Alice's father was very different.  He was very comfortable in his own skin, and therefore was liked by those around him.  He connected with people on a genuine human level and Alice admired this.  He also connected with Alice.  When she had fears that kept her awake night after night - fears of strangling her sister - her father, mostly through patient listening, heard her fears.  His response, which Alice sees as being every bit as good as  psychiatric treatment would have been, was to acknowledge, matter of factly, that those were reasonable fears - the kind of fears that people have.  And they became the kind of fears that Alice would write about, with the kind of acknowledgement that her father had given her own fears.

When Alice's mother died, Alice lived on the other side of the continent.  She did not have much money, and she did not travel home for the funeral.  She feels deeply guilty about this, but also, I think, somewhat self righteous.  She did not want to acknowledge the passing of someone who never really understood who it was that she was.  So it is a kind of guilt for which there is no absolution - she just might do it again, even though today she would certainly have the means to get there.  She loved her mother, yes, but she also hated her - hated her for never really getting her.  And knowing both of these feelings - the feelings of empathy for who her mother was - where she came from - how she struggled to become what she could, the painful ways in which she tried to be better than others but was, in fact, an embarrassment, and her ultimate failure to be connected to her daughter - an unforgivable sin; this is a complicated and very human stew.

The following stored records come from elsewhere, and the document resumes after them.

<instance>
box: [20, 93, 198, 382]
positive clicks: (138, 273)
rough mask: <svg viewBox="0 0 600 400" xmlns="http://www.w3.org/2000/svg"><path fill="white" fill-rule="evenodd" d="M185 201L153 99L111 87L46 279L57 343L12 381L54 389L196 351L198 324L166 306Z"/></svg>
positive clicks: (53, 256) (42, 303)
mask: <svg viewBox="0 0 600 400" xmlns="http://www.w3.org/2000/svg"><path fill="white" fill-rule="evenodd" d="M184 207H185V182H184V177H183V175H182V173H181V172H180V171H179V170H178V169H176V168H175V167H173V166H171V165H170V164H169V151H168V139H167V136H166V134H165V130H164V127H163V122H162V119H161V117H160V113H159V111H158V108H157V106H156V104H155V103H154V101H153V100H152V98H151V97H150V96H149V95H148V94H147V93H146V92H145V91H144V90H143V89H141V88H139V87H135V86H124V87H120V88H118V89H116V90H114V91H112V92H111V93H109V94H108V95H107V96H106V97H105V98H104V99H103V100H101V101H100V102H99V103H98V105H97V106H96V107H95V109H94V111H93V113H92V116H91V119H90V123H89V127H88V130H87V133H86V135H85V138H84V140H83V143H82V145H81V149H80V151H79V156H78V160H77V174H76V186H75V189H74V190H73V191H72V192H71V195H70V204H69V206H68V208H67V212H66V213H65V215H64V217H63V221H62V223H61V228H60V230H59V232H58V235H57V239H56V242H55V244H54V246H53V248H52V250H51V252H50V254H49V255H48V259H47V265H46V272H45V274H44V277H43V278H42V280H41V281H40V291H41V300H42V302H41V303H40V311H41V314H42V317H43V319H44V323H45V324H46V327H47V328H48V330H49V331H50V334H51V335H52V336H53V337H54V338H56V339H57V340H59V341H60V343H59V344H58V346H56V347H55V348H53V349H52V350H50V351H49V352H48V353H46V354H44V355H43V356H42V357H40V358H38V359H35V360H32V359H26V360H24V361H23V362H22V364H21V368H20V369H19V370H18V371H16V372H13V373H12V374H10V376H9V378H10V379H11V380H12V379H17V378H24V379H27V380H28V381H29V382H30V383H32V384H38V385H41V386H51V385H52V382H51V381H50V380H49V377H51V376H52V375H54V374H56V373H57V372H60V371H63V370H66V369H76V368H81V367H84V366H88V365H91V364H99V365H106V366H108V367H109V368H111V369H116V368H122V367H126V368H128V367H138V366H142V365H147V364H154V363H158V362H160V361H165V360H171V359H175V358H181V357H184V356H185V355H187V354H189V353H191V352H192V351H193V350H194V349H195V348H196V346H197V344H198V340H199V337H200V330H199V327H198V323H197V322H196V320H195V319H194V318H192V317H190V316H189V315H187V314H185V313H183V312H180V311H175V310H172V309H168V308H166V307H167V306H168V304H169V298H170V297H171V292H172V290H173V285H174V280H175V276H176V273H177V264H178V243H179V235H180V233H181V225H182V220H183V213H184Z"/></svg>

Alice Munro is a talented writer.  She is also a good story teller.  But more than that, I think she is a person who has looked deeply into her own life and has pulled no punches in telling it like it is - she has had to become her own mother (and has been helped in this by her father); to reflect on her life, on her desires and her failings and to come to accept them.  And this has led her to be able to dispassionately observe the experiences of others.  To realize that life happens to us, not as her mother would imagine because we are special and at the center of the universe, but quite the opposite, because we are cast into a particular place at a particular time and the meeting of that place with the stuff of ourselves is what makes us; good, bad and indifferent.

Alice quotes the poetry of a woman who lived in the house that she grew up in - a house that was on the margin between the town and the country - and a house that had a wonderful view of the world as if perched on the edge of something spectacular.  This poetry is very much like the long lost poetry she herself wrote when she lived in that house as an adolescent.  She never met the woman who wrote the poetry she quotes.  The woman had lived in the house in the 1890s and 1900s while Alice lived there in the 1930s and 40s.  But there is a sense that they both experienced similar things and expressed similar things about their experiences.  She, like her father, humbly accepts that she is in a particular place at a particular time, observing it, and assumes that others, given similar circumstances, would do the same.  This allows her, ironically, to achieve more notoriety that her mother would have dreamed possible to claim.